Born and bred in Hillsborough, he became a councillor for the ward in 2011 and lives there with his partner Hannah and has a family with two sons and two step daughters.
The death of his wife Lisa, when he was 35, prompted him to become involved in politics, a natural sideways move from being a long standing trade unionist.
He spent 28 years with Thompson solicitors, a firm which campaigns for workers rights, so it’s understandable his focus is the economy.
“We will still continue our wider vision for Sheffield but at the moment it has to be all hands on deck dealing with the current situation,” he said.
“In an ideal world and normal times I could have listed where I see things in six or 12 months but I can’t forecast anything right now.
“Hopefully with the vaccine we may see things return to some sort of normality next year but we have more people than ever using food banks, unemployment is going through the roof and we need to support both small and large businesses. It’s about retaining those jobs.
“The council has done some great things with this pandemic but I am not convinced that message has got through to the public and I’ll be looking at how we can communicate with people better.”
As Cabinet member for transport and development, he leaves behind one of the largest and most controversial portfolios which includes the long-awaited Local Plan, public transport, parking, cycling and postponed Clean Air Zone.
“I didn’t think I would have a passion for the portfolio when I took it on but it grips you and there have been quite a few pieces of large work with active travel and the Local Plan,” he said.
“There will be a Cabinet reshuffle but at the moment I’m still trying to keep a handle on it. I had assistance from other Cabinet members when I took over and I couldn’t just drop it on someone mid project.

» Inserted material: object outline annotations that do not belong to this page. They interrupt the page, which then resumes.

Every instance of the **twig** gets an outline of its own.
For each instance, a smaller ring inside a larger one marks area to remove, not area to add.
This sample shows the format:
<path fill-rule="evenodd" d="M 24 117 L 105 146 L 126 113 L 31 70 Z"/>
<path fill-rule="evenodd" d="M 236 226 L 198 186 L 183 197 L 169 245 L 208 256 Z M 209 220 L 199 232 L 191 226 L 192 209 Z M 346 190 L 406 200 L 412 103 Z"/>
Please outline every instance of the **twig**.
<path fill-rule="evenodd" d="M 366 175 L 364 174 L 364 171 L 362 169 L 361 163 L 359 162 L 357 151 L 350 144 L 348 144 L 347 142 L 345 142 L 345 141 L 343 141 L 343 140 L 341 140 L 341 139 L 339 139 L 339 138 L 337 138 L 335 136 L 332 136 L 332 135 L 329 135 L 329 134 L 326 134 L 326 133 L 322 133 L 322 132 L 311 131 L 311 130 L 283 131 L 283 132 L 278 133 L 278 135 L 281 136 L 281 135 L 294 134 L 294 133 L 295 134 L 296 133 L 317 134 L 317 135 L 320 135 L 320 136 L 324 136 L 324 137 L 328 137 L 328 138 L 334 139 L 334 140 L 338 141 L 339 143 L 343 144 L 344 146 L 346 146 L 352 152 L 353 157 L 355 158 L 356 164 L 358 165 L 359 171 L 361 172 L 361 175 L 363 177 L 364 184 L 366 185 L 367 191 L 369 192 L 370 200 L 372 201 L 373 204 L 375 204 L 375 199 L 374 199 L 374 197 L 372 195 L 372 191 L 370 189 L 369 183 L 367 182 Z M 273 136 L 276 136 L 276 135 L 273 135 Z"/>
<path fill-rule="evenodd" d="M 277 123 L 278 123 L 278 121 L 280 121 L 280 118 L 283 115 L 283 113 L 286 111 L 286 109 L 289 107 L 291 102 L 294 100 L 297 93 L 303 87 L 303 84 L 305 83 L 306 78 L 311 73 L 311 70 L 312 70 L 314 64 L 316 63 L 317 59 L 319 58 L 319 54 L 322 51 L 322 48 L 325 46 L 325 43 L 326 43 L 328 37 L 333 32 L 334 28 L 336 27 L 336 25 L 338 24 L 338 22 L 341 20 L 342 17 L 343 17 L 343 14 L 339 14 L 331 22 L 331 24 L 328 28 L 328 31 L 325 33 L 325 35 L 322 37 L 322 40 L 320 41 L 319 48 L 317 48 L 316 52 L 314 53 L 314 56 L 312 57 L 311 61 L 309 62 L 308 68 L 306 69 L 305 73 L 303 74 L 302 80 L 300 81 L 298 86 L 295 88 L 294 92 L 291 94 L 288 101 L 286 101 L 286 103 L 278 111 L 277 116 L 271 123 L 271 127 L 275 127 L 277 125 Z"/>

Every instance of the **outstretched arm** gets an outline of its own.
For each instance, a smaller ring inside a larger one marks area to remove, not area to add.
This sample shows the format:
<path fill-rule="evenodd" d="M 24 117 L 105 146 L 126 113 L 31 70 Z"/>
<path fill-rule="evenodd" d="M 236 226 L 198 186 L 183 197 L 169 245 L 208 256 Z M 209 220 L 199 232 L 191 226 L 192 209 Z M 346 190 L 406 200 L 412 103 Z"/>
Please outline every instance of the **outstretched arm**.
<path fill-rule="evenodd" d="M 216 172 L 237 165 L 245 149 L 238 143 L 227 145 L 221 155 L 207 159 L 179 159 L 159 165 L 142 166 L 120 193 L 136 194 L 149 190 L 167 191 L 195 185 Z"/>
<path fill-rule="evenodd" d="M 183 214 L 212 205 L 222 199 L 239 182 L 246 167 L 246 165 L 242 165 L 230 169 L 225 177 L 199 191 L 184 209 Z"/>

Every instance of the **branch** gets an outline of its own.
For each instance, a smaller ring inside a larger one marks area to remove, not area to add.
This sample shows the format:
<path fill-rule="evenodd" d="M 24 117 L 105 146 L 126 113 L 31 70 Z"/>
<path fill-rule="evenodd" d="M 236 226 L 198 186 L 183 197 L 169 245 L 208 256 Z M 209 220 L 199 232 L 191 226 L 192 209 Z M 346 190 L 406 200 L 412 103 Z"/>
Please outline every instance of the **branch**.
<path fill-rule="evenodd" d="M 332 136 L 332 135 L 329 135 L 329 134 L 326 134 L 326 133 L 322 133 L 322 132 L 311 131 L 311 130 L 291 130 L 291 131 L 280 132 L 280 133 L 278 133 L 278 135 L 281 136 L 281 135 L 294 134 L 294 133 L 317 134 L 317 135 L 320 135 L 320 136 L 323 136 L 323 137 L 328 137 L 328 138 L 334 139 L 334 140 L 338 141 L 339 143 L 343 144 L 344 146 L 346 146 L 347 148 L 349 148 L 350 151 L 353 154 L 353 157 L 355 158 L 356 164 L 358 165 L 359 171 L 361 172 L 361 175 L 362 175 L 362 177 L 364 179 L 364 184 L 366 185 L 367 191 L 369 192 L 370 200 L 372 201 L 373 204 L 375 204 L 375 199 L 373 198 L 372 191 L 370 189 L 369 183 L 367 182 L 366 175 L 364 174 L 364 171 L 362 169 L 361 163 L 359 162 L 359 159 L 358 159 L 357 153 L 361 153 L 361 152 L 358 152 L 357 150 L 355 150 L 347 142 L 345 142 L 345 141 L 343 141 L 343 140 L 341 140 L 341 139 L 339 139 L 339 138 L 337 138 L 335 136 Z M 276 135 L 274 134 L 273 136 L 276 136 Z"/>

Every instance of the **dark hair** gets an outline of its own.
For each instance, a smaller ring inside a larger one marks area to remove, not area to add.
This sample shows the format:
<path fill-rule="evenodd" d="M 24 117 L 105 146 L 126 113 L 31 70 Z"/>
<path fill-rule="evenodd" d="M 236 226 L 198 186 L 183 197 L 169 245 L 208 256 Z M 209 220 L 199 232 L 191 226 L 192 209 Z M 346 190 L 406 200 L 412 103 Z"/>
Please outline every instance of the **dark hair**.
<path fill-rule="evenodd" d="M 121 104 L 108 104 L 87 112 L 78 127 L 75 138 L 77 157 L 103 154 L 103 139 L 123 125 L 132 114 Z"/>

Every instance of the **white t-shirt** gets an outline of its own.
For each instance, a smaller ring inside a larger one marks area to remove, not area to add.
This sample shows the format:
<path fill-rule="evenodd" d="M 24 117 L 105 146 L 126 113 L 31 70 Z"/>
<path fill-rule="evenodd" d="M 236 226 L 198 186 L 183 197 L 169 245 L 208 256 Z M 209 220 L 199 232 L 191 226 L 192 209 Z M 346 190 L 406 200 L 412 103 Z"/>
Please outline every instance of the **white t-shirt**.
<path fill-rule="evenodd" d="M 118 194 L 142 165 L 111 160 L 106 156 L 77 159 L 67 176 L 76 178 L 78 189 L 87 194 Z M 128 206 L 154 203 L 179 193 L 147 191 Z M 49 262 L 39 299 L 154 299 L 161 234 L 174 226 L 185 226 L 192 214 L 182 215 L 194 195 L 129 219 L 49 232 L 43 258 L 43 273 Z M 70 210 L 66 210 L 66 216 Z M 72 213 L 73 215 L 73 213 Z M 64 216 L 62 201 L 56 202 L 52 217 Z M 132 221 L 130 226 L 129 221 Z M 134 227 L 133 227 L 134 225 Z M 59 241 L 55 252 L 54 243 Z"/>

“I may have to continue with some involvement. That’s not me bagging power, that’s just to make sure the new person gets a proper handover.”
He will need a handover of his own as Leader and there will be plenty to tackle. The impact of Covid is straining the council budget, there’s the added uncertainty of Brexit and the local elections are looming in May – when he’ll be defending his own seat.
But he’s staying optimistic and enthusiastic.
“The pandemic made us realise we needed to hold on to the things we cherish and people found they lived close to such beauty,” he said.
“The pace of life slowed down and that pause gave us a chance to think about where our priorities lie. We need to hold on to the positives firmly.”